Como tinha sido previsto por Simone Morandini, o webinar prestou especial atenção a quanto, na Assembleia do CEI de Karlsruhe, foi muitas vezes gasto no que se refere à guerra na Ucrânia. Charbonnier, como membro do comité central, falou da hipótese, efetivamente posta em circulação, da expulsão da Igreja Ortodoxa Russa.
A posição defendida na discussão reafirmou, contudo, que a tarefa do Conselho Ecuménico não é a de remover problemas com exclusões, mas a de se encarregar deles, criando um espaço de diálogo persistente e sem julgamentos.
O Conselho, na circunstância, não se mostrou, contudo, capaz de suster adequadamente a tensão entre os dois polos  russo e ucraniano  nem de ser um lugar de diálogo efetivo e de parrhesía extrema. Os representantes da Igreja Ortodoxa Russa tinham lamentado em junho que o Concílio Ecuménico estivesse à mercê da propaganda pró-ucraniana.

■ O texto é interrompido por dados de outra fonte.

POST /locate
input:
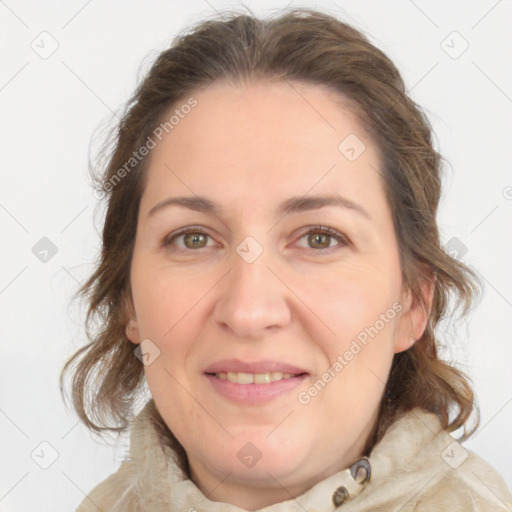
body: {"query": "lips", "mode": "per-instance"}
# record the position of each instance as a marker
(253, 383)
(258, 367)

Em Karlsruhe lamentaram a mesma coisa. Mas, entretanto, nada fizeram para trazer à discussão as questões no seio do CEI. Isto ficou, por isso, totalmente em falta. Resta a confiança de que o que faltou possa ser recuperado durante o próximo mandato.

Moscovo na defensiva


Guido Dotti confirmou as atitudes particularmente fechadas e defensivas do Patriarcado de Moscovo. Mas salientou que não se deve subestimar o facto de as "novas" Igrejas Ortodoxas na Ucrânia  a que ainda está em comunhão com o Patriarca de Moscovo e a autocéfala vinculada a Constantinopla  terem pedido para aderir ao CEI. Isto criar-lhes-á inevitavelmente problemas com o Patriarcado de Moscovo.
A primeira já era de facto membro do Conselho, embora nunca tenha participado nas reuniões; enquanto, para a segunda, a aceitação pelo Conselho significará o pleno reconhecimento da autocefalia.
Assim, os representantes das duas Igrejas ucranianas, em vez de se culparem mutuamente pelo que correu mal entre elas, preferiram colocar em primeiro lugar o interesse humanitário comum face à tragédia da guerra.
São bem conhecidos  já antes e independentemente da guerra  episódios de abuso de poder de uns contra os outros e vice-versa: agora salientam a própria vontade de cuidar dos fiéis ucranianos em conjunto, em vez de procurarem culpas e responsabilidades.
Pode tratar-se, indubitavelmente, de uma posição pouco mais do que diplomática, mas o facto de ter sido manifestada diante de todas as Igrejas, numa modalidade "não beligerante", é extremamente positivo.